The Hazel Wood (The Hazel Wood #1)(52)
“Shut your mouth,” Katherine hissed. Her foot flashed as she kicked him with the bladed side of her boot, leaving a thin line of blood running over his cheek.
Finch fell back with a cry, curling in around his wound. Katherine and the boy flanked me, standing just out of reach. No part of their skin was bare but their faces.
When my hand hit Katherine’s face, it had burned me—it still burned—but it hurt her, too. Why?
“Why can’t you touch me?” I asked.
Katherine sneered down at me, unmoving. The boy was the weak link. His eyes flicked to her face and back to mine.
“Wait. You’re scared of me, aren’t you?”
“Scared?” she said, furious and low. “Of you? You’re next to nothing. You’re almost as bad as him.” She pointed at Finch. “All you’re good for now is to spill your blood and make us a damned door. Now kill yourself, or he gets it, and your mother next.”
A door? I lunged at her with the knife awkward in my hand, held like I was about to slice bread. She moved lightly out of my way, kicking my hand so it sang with pain and the knife arced up and away. It clattered at the boy’s feet. He picked it up and looked at Katherine.
“Kill the lamb,” she said.
I saw the horrible confusion in Finch’s eyes. They went dumb with animal terror as the dark-haired boy forced him to his knees. One hand peeled back Finch’s chin, the other held the knife.
I had no weapon but my bare skin and Katherine’s cold fire running through it, so I launched myself at the boy’s uncovered face.
He recoiled from me with a shout, drawing the knife over Finch’s throat in one convulsive sweep.
Fear dropped from Finch’s eyes, replaced with blank shock.
The blood was a line then a smear then a red curtain falling.
“There goes our bargaining chip,” Katherine said, her voice distant. “Ever heard of a bluff?”
Time slowed. Finch was a spilled cup, just before it hit the ground. A precious something dropped into the dark beneath a subway grate. A tangled mess of infinite possibilities, countless threads, cut at the quick by silver scissors.
He was down.
I screamed, crawling forward to press my hands over his opened throat.
“Your fault, Alice,” Katherine said. It was almost a whisper. She took the bloody knife and dropped it at my side. “Kill yourself.”
I thought about it for a moment. I did. But Finch’s eyes held mine, bright and questioning. Not dead yet, but dying.
“It’s okay,” I said, stupidly.
The boy who’d cut Finch’s throat was pacing beside us. “Katherine?” He said it like a question before crouching to lift Finch, hoisting him over one shoulder in a fireman’s carry. I cried out and reached for Finch’s dangling hand, but the boy jerked him away. He lifted the knife from the dirt and twisted it in the air like a conductor’s baton.
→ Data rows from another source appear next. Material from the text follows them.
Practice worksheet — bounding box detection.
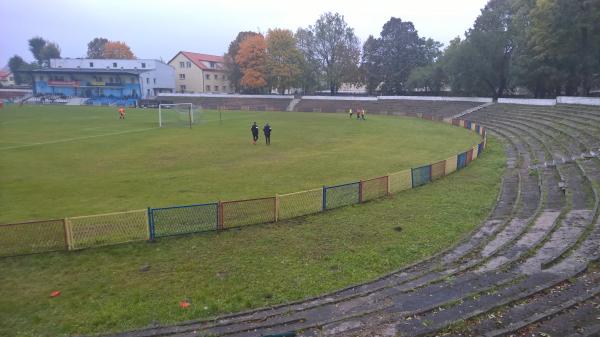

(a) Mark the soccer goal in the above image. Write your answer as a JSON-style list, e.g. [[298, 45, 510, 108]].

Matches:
[[158, 103, 200, 128]]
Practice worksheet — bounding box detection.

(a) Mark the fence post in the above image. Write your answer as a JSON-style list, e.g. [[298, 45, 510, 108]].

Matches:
[[217, 200, 223, 229], [274, 193, 279, 222], [358, 179, 363, 204], [148, 207, 155, 242], [63, 218, 69, 250], [64, 218, 73, 250], [385, 173, 390, 195]]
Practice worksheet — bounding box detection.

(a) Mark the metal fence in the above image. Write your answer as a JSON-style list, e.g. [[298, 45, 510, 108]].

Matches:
[[0, 115, 487, 256], [148, 203, 219, 239], [323, 182, 360, 210]]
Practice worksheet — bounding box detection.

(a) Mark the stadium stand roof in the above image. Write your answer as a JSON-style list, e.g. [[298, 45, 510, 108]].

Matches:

The air shifted and lightened where he stabbed, peeling back from itself to reveal a rift as livid as Green River soda.
Finch’s body was limp over the boy’s shoulder as he stepped into the bright green gloaming. Then he was gone, and the boy with him. The last spatter of his blood hit the grass when he’d already disappeared.
I stared at the place where I’d seen Finch dying and screamed. It took a while for the sound to come. When it did, Katherine leaned over me and I screamed again, holding up palms painted in blood, trying to press them to her face.
She made a frustrated sound and flicked her hand. Something came winging toward me: her cruel little bird, unfolding from empty air. It darted at my eyes and I threw out an arm. I felt a tug at the edge of my … it was hard to explain. The edge of my self. Like my soul was pressing against the walls of my body, ready to be sucked out like a yolk through a pierced eggshell. The sun tilted down, as if someone had thrown it off course with a baseball bat.
The last thing I heard was the rasp of Katherine’s voice, so close it seemed to be coming from inside my head. “By your hand,” she said, “you’ll die tonight.” Then I fell into a numb black sea.
20
Ella drove. Her face was lost in shadow, her hands lit white spiders on the wheel. She hummed a song that at first seemed tuneless, before it resolved into something that lilted and spun back on itself in an eerie round.
“Mom,” I said.
She flinched. “I thought you were sleeping.”
“What’s that song?”
After a long pause, “A nursery rhyme. My friend taught it to me when I was little.”
My mom didn’t talk about her childhood, not ever. I held my breath, then dared a question. “Were you a little girl like me?”
I was very young. Six at the oldest.
“What do you mean?”
I tried to put into words what I meant. Did her insides match her outsides? Was the way my life dripped off me like water, barely leaving a mark, normal? Did the bad luck chase her, too, or had it only come around after she’d had me?
But I couldn’t say any of that, because I didn’t want to see her cry. She wanted me to be happy. Each new place was a fresh chance, a field of unmarked snow she gave me to run through. And maybe everyone felt this way when they moved on—that everything they’d left behind smeared together like watercolors and washed away.